Jennifer shook her head. “That wouldn’t make any sense. I mean, why would they come here for a weekend in the wilderness and then go somewhere to eat? There are no restaurants around here.”

“Well, like Keith says, they’re probably together somewhere,” the Reverend said. “We’ll just have to try again in the morning.”

It had been a long walk and they were weary by the time they got back to Howard Lindsay’s cabin. The others—Lindsay, Big Mary and the boy—were seated there in front of the fireplace.
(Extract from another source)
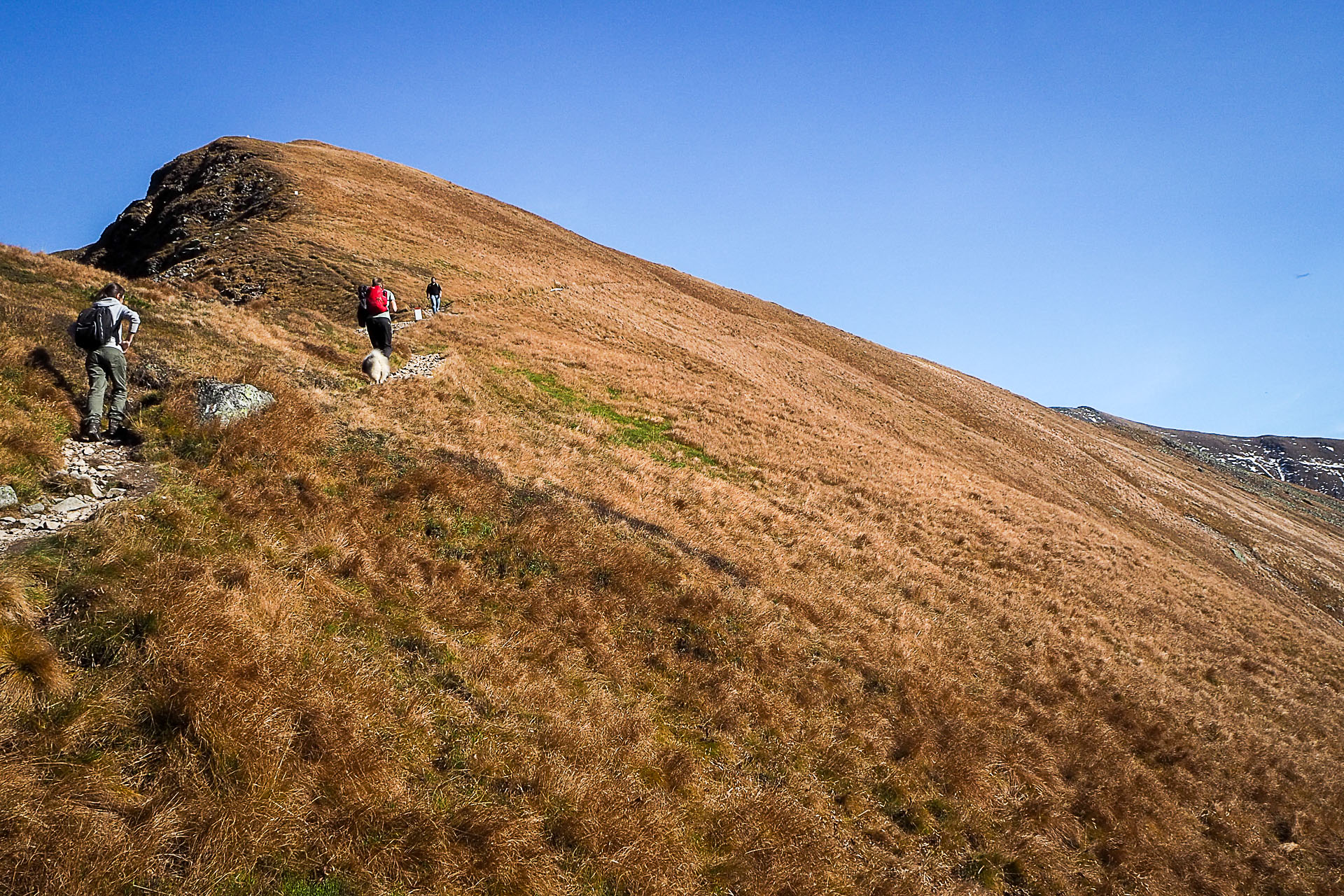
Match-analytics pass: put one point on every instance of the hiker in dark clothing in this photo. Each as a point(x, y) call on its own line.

Reverend Beckford told about the empty cabins. Then Jennifer spoke of what she and Keith had heard and seen before he joined them.

“Noises? Shadow-things?” Howard Lindsay said with a scowl.

“You sure you didn’t just get carried away by your imagination? This gorge can be pretty spooky at night if you’re new here.”

“We heard what we heard,” Jennifer insisted. “We saw things that weren’t natural.”

“Maybe he’s here!” said young Davey Sewell.

“Maybe who’s here?” his mother said. “What are you talking about?”

“Satan. What if he came because we prayed to Jesus to fight him again? He and Jesus fought in the Bible, didn’t they?” The boy’s face glowed with excitement. “Maybe he wants a rematch!”

“Now, now,” Lindsay said, “what you two heard was just the different sounds the river makes at night. I’ve heard them many a time.” He lifted a big tumbler of water from the floor beside his chair and looked through it at the logs blazing in the fireplace. “I don’t care if our river wants to screech like an owl or wail like a banshee,” he said with a grin. “This is the best damn drinking water—begging your pardon, Reverend—in the whole of creation. I never can get enough of it when I’m here.” He aimed his grin at Big Mary and Jennifer. “You women and your bottled stuff!” he snorted. “I bet if you was to have both kinds tested, you’d find that what I’m drinking is a whole sight better!”

Big Mary heaved herself up from her chair and said, “Well, you go right ahead and drink all you want of it, Deacon, but I’m dead beat and going to bed. Goodnight, all of you.”

“If that goes for the rest of you, I believe I’ll turn in, too,” Reverend Beckford said, making it a question by hiking his eyebrows up.

They said it did, and the evening was finished.


* * *

Those bunk-beds in Howard Lindsay’s cabin were not the most comfortable in the world. When Keith opened his eyes and saw by the moonlight in the room that the Reverend and Howard Lindsay were still asleep, he thought his aching back must have been what waked him. Then he heard a noise outside the window next to his bunk. Someone was out there walking around, it seemed.

Puzzled, he got up and stepped to the window and looked out.

With the moon directly overhead, Deeprock Gorge was almost as bright as day, except the light was sort of unreal. What was out there was even more unreal, though. Keith grabbed hold of the window ledge and felt his eyes bulging in their sockets.

“Lord Jesus!” he heard himself whisper—and he was not a church-going man.